According to Executive Chef Michael “Meesh” Montygierd, Chef Conrado Gomez proposed the idea of a smoothie bar in order to accommodate the overwhelming demand by students in the past few years. The chefs also saw it as an opportunity to increase the college’s purchases of sustainable ingredients.
“We’re doing it to make [students] happy—that’s the first thing,” Montygierd said. “But it’s also an opportunity to use the local and organic ingredients with it.”
He said that featuring this menu item will positively impact Occidental’s participation in the Real Food Challenge—a national campaign that encourages colleges and universities to buy at least 20 percent “real food” annually by 2020. Among other criteria, “real food” includes local and organic ingredients—both of which will be featured in the smoothies. Campus Dining will also purchase Fosselman’s ice cream and dairy products from other local vendors for occasional special recipes.
Montygierd plans to offer simple flavors such as blueberry lemonade and strawberry banana at the beginning of the year. Then, more elaborate and unique recipes—such as protein smoothies and green smoothies—will be introduced, as new students warm up to the Occidental menu.
“At the beginning of the school year you have a lot of new kids who are still eating chicken tenders and French fries and they’re not ready for the kale salad, for example,” Montygierd said. “After hanging out with Oxy students for a while they want the kale and things like that.”
The chefs will also be open for recipe suggestions through the Campus Dining online suggestion box.
Anna Misenti (sophomore), a Green Bean barista, previously worked at Sunshine Frozen Yogurt and Smoothies on Bainbridge Island, Washington. She expects that real-fruit smoothies will be a big hit with students because the Green Bean and the Tiger Cooler only offer smoothies made from packaged mixes.
“People get disappointed at the Green Bean because the smoothies are all syrup,” she said.
Misenti suggested offering an assortment of smoothies, such as berry or tropical flavors, along with recipes containing spinach, kale, carrots, beets, ginger and other health foods.
Montygierd is excited to offer one of his favorite recipes that includes dates, bananas and coconut milk.
“It’s vegan, gets you a lot of protein, hits you with all the vitamins,” he said.
Still, smoothies such as his favorite recipe are labor-intensive and therefore will not be in rotation as often as simpler combinations, Montygierd said.
Campus Dining plans to offer only a few flavors at once due to expected high demand, time constraints and the labor involved in preparing fruit. Montygierd hopes that students will recognize the opportunity costs of having specialty menu items in a kitchen that serves up to 4,000 meals a day.

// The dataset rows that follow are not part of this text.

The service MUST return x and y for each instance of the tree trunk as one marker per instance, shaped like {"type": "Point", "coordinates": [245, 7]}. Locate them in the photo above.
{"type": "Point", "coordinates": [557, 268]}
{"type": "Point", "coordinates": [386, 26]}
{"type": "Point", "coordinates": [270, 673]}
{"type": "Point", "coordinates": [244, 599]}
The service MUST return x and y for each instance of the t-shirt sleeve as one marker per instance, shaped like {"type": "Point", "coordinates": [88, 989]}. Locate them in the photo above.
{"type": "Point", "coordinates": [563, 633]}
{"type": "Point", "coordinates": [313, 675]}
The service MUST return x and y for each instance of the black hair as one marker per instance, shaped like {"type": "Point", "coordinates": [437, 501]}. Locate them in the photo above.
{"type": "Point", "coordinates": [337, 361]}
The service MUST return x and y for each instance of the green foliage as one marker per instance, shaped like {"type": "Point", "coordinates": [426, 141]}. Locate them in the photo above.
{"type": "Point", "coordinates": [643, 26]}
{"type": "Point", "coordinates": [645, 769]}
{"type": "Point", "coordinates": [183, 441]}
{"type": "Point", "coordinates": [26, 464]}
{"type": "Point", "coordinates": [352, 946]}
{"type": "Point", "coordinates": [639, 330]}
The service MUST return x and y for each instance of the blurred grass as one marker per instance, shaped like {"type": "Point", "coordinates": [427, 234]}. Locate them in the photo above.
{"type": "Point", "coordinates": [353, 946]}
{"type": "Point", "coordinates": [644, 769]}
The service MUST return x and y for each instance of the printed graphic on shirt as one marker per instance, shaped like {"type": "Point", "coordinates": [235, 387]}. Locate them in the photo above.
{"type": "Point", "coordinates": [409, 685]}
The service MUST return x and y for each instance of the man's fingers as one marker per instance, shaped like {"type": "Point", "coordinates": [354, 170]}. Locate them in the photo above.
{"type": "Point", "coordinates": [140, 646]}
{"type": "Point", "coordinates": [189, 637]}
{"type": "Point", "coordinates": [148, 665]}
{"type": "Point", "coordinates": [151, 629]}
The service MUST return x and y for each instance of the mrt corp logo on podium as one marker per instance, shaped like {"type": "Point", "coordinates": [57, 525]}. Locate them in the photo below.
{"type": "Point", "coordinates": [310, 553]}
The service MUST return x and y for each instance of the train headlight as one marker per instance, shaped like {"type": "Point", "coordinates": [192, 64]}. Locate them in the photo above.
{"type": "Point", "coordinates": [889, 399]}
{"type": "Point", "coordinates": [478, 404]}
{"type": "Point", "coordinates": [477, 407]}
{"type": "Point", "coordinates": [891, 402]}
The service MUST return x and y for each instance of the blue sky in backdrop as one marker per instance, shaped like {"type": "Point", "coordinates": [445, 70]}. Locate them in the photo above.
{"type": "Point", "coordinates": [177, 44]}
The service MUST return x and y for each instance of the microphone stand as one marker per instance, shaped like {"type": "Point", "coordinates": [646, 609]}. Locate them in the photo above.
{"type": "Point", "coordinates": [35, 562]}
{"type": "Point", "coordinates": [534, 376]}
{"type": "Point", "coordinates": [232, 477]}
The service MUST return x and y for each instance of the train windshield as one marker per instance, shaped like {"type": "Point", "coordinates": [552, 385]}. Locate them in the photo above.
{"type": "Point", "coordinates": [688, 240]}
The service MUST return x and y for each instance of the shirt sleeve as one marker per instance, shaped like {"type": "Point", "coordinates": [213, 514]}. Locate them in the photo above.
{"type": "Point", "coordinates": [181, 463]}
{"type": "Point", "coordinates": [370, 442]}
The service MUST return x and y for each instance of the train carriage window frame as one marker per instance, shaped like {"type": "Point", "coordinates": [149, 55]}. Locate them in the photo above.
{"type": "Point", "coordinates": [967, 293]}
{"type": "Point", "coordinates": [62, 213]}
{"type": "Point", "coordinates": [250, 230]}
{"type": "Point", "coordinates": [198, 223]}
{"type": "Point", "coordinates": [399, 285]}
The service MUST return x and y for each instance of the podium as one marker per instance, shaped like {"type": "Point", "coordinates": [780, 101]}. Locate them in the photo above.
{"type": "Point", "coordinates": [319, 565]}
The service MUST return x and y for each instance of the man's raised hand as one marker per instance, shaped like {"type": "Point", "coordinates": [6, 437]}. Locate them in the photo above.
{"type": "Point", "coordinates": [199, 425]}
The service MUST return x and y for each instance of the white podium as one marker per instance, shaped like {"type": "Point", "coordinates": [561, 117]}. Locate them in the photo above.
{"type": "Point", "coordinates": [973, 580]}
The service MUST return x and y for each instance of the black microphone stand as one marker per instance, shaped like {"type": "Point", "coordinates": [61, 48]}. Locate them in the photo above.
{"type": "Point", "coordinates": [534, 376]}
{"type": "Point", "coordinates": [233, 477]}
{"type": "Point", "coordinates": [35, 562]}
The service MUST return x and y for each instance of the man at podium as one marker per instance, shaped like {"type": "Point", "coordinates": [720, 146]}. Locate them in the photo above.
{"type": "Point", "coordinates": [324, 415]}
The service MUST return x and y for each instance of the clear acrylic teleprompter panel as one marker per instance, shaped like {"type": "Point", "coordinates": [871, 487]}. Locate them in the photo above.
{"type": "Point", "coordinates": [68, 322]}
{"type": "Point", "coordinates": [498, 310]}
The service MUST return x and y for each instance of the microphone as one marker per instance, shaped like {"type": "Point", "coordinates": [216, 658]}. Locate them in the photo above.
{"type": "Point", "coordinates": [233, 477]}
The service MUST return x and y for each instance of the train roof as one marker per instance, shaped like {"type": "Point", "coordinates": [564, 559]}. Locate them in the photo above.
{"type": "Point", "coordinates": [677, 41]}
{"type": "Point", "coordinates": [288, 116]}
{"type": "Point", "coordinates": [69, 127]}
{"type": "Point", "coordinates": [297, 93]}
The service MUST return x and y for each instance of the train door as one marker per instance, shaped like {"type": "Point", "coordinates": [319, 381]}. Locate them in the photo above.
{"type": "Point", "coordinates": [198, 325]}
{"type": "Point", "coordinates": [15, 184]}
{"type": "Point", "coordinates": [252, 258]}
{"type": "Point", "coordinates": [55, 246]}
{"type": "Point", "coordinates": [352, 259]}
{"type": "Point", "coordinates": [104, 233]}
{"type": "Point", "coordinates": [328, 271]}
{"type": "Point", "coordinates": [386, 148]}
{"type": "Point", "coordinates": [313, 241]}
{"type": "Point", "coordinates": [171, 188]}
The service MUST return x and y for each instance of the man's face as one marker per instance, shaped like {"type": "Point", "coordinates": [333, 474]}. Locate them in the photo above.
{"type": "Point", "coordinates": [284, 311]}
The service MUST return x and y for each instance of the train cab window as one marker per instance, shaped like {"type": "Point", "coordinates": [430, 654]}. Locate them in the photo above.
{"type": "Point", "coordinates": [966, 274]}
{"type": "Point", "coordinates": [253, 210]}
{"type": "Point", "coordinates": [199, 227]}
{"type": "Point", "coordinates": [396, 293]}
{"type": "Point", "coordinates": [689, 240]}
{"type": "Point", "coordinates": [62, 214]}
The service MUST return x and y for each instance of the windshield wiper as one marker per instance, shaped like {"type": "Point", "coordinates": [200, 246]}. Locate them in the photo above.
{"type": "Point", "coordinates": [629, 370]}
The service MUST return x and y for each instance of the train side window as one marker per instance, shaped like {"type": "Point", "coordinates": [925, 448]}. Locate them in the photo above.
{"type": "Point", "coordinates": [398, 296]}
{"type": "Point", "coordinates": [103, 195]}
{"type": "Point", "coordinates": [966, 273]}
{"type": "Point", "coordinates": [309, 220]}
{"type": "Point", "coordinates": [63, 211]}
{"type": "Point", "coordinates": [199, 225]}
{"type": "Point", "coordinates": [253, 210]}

“My concern is that it’s going to get such a big demand that they’re going to want it every day, but aren’t going to understand that we can’t do it every day but it’s a specialty item,” he said.
Misenti said that making the smoothies in bulk would expedite the process, but, based on her previous experience at a smoothie shop, she thinks that making smoothies individually would eventually be manageable—it just takes time to learn how to do it efficiently. She hopes that the process goes smoothly so that the smoothie bar will become a lasting addition to the Marketplace.
Montygierd has a similar goal. He thinks of the student experience in the Marketplace as “the class for your pallet” and hopes that the smoothie bar is one way that students will be encouraged to try unfamiliar ingredients as well as increase consciousness about sustainable eating.